WASHINGTON, Sept. 3, 2014-- A bipartisan group of 13 senators asked leaders of the Senate Committee on Appropriations to exclude a policy rider in the agriculture appropriations bill that would halt certain USDA livestock marketing rules.
The House’s agriculture appropriations bill includes a rider that would prevent the Grain Inspection, Packers and Stockyards Administration (GIPSA) from finalizing several rules under the Packers and Stockyards Act.
“The rider is anti-farmer; if passed into law it will reduce farmer rights, thwart the will of Congress, and prevent GIPSA from completing its task of writing common sense rules of the road for the contract livestock and poultry production industry,” the senators wrote in an Aug. 28 letter to Senate Agriculture Appropriations Chairwoman Barbara Mikulski, D-Md., and Ranking Member Richard Shelby, R-Ala.
The Senate Agriculture Appropriations bill passed out of committee in May does not include this rider.

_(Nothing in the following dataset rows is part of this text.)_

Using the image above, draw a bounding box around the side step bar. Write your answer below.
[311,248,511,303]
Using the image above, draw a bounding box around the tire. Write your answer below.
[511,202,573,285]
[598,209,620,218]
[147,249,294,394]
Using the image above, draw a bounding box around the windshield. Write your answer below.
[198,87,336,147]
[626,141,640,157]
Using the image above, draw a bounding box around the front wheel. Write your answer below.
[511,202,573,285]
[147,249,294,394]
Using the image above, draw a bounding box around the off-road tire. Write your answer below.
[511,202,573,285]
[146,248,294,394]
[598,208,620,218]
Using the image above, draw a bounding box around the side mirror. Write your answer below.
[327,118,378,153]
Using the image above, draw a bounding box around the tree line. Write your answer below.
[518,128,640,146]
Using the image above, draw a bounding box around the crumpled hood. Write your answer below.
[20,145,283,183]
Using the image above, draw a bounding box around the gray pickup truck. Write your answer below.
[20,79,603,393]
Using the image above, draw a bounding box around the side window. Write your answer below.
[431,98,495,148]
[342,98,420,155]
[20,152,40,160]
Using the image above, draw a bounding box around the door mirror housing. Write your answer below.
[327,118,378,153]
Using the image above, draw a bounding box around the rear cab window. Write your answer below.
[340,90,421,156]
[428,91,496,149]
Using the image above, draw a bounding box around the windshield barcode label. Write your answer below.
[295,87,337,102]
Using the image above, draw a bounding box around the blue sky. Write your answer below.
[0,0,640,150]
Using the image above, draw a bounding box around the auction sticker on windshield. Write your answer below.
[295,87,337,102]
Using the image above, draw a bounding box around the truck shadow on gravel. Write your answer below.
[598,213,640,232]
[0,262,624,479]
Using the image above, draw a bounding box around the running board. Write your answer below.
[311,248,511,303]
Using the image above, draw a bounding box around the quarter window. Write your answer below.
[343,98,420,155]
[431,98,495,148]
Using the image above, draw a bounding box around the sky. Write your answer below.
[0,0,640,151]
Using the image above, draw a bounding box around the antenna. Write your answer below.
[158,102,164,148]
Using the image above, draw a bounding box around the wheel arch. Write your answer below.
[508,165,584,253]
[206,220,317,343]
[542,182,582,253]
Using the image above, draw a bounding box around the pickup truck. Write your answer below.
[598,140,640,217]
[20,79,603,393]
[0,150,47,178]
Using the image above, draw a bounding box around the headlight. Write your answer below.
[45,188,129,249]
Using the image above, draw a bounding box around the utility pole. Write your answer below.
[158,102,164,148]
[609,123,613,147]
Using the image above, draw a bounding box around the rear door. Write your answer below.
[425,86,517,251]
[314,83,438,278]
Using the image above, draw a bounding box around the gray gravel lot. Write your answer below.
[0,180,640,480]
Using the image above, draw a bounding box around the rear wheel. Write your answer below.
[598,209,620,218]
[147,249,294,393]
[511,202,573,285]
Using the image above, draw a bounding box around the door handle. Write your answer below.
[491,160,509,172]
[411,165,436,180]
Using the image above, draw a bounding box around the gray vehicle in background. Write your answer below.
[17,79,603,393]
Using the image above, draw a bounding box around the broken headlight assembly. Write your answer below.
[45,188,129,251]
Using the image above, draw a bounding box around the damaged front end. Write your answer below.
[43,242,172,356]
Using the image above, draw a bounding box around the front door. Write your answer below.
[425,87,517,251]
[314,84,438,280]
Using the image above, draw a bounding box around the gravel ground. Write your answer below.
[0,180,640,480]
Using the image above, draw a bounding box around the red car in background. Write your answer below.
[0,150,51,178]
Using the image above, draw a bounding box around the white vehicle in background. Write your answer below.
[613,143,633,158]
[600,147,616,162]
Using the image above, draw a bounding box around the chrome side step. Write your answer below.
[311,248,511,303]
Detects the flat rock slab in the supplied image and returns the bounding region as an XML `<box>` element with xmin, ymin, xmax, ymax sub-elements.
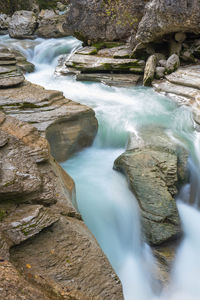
<box><xmin>0</xmin><ymin>77</ymin><xmax>98</xmax><ymax>161</ymax></box>
<box><xmin>153</xmin><ymin>65</ymin><xmax>200</xmax><ymax>124</ymax></box>
<box><xmin>76</xmin><ymin>73</ymin><xmax>141</xmax><ymax>87</ymax></box>
<box><xmin>65</xmin><ymin>54</ymin><xmax>145</xmax><ymax>73</ymax></box>
<box><xmin>0</xmin><ymin>71</ymin><xmax>25</xmax><ymax>88</ymax></box>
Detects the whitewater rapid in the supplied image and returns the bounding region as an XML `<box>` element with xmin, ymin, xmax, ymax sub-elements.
<box><xmin>0</xmin><ymin>36</ymin><xmax>200</xmax><ymax>300</ymax></box>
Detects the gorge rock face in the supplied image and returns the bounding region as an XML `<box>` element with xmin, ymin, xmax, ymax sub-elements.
<box><xmin>64</xmin><ymin>0</ymin><xmax>146</xmax><ymax>42</ymax></box>
<box><xmin>0</xmin><ymin>112</ymin><xmax>123</xmax><ymax>300</ymax></box>
<box><xmin>0</xmin><ymin>82</ymin><xmax>98</xmax><ymax>161</ymax></box>
<box><xmin>36</xmin><ymin>9</ymin><xmax>66</xmax><ymax>38</ymax></box>
<box><xmin>8</xmin><ymin>10</ymin><xmax>37</xmax><ymax>39</ymax></box>
<box><xmin>153</xmin><ymin>65</ymin><xmax>200</xmax><ymax>124</ymax></box>
<box><xmin>137</xmin><ymin>0</ymin><xmax>200</xmax><ymax>43</ymax></box>
<box><xmin>0</xmin><ymin>47</ymin><xmax>25</xmax><ymax>88</ymax></box>
<box><xmin>114</xmin><ymin>127</ymin><xmax>187</xmax><ymax>245</ymax></box>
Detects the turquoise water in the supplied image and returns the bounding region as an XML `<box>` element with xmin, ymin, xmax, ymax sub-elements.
<box><xmin>0</xmin><ymin>37</ymin><xmax>200</xmax><ymax>300</ymax></box>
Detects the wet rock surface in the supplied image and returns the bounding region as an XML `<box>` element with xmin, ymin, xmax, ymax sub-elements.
<box><xmin>36</xmin><ymin>9</ymin><xmax>66</xmax><ymax>38</ymax></box>
<box><xmin>0</xmin><ymin>82</ymin><xmax>98</xmax><ymax>161</ymax></box>
<box><xmin>137</xmin><ymin>0</ymin><xmax>200</xmax><ymax>43</ymax></box>
<box><xmin>0</xmin><ymin>113</ymin><xmax>123</xmax><ymax>300</ymax></box>
<box><xmin>153</xmin><ymin>65</ymin><xmax>200</xmax><ymax>124</ymax></box>
<box><xmin>65</xmin><ymin>0</ymin><xmax>146</xmax><ymax>42</ymax></box>
<box><xmin>8</xmin><ymin>10</ymin><xmax>37</xmax><ymax>38</ymax></box>
<box><xmin>114</xmin><ymin>128</ymin><xmax>187</xmax><ymax>245</ymax></box>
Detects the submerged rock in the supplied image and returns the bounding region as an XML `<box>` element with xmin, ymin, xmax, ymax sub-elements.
<box><xmin>76</xmin><ymin>73</ymin><xmax>142</xmax><ymax>87</ymax></box>
<box><xmin>65</xmin><ymin>54</ymin><xmax>144</xmax><ymax>73</ymax></box>
<box><xmin>114</xmin><ymin>128</ymin><xmax>187</xmax><ymax>245</ymax></box>
<box><xmin>0</xmin><ymin>82</ymin><xmax>98</xmax><ymax>161</ymax></box>
<box><xmin>0</xmin><ymin>112</ymin><xmax>123</xmax><ymax>300</ymax></box>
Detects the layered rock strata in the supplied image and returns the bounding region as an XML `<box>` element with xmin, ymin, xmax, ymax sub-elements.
<box><xmin>0</xmin><ymin>112</ymin><xmax>123</xmax><ymax>300</ymax></box>
<box><xmin>153</xmin><ymin>65</ymin><xmax>200</xmax><ymax>124</ymax></box>
<box><xmin>0</xmin><ymin>81</ymin><xmax>98</xmax><ymax>161</ymax></box>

The GIPSA rules included in the 2008 Farm Bill are intended to address fraudulent, retaliatory, and anti-competitive practices in the livestock industry. However, the 2012 agriculture appropriations bill included a rider to prevent GIPSA from finalizing these rules, and the 2014 Farm Bill does not address the issue.
According to the group of senators, the GIPSA rider would thwart rules that allow farmers to request documents showing them how their pay is calculated, ensures they are given adequate notice of a halt in animal deliveries, and ensures that they can exercise their right to speak with their congressional representatives without fear of retaliation.